Bez paniki, proszę. Nie musi to wcale oznaczać końca długiej przygody.
Bez paniki, proszę. Nie musi to wcale oznaczać końca długiej przygody.
Prawo handlowe przeciwdziała zaklepywaniu znaków handlowych "na czarną godzinę", zmuszając ich posiadaczy do udowadniania co jakiś czas, że faktycznie są w celach komercyjnych wykorzystywane. Sony najwyraźniej albo o tym obowiązku zapomniało, albo nie miało, czym się Biuru Patentowemu pochwalić. Efekt - koncern stracił prawa do znaku handlowego The Last Guardian. Zobaczcie sami na stronie urzędu lub obrazku poniżej.
Czyli, co - wyczekiwany od lat The Last Guardian umarł po cichu? Wątpię. Po pierwsze, Sony już raz prawa do tej nazwy straciło. Koncern miał wówczas miesiąc na złożenie stosownego podania, by Ostatni Stróż wrócił w prawowite ręce. Wielce prawdopodobne, ze teraz też mogą się na podobny przepis powołać.
Druga opcja to plan przemianowania gry.
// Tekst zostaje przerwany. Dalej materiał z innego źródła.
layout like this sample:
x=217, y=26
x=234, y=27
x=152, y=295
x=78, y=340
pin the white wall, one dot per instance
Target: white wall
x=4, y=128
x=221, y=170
Osobiście jej nie kupuję. Nazwa The Last Guardian niesie ze sobą ogromny, nie zawsze pozytywny bagaż, ale nie wierzę, by Sony porzuciło tak rozpalającą graczy każdym występem zbitkę słów.
Jasne, nie można na pewno wykluczyć, że pozbycie się znaku to ostateczne odcięcie respiratora od The Last Guardian. Shuhei Yoshida nie wygląda jednak na kłamczucha. Wierzę mu, gdy mówi, że gra wychodzi na prostą.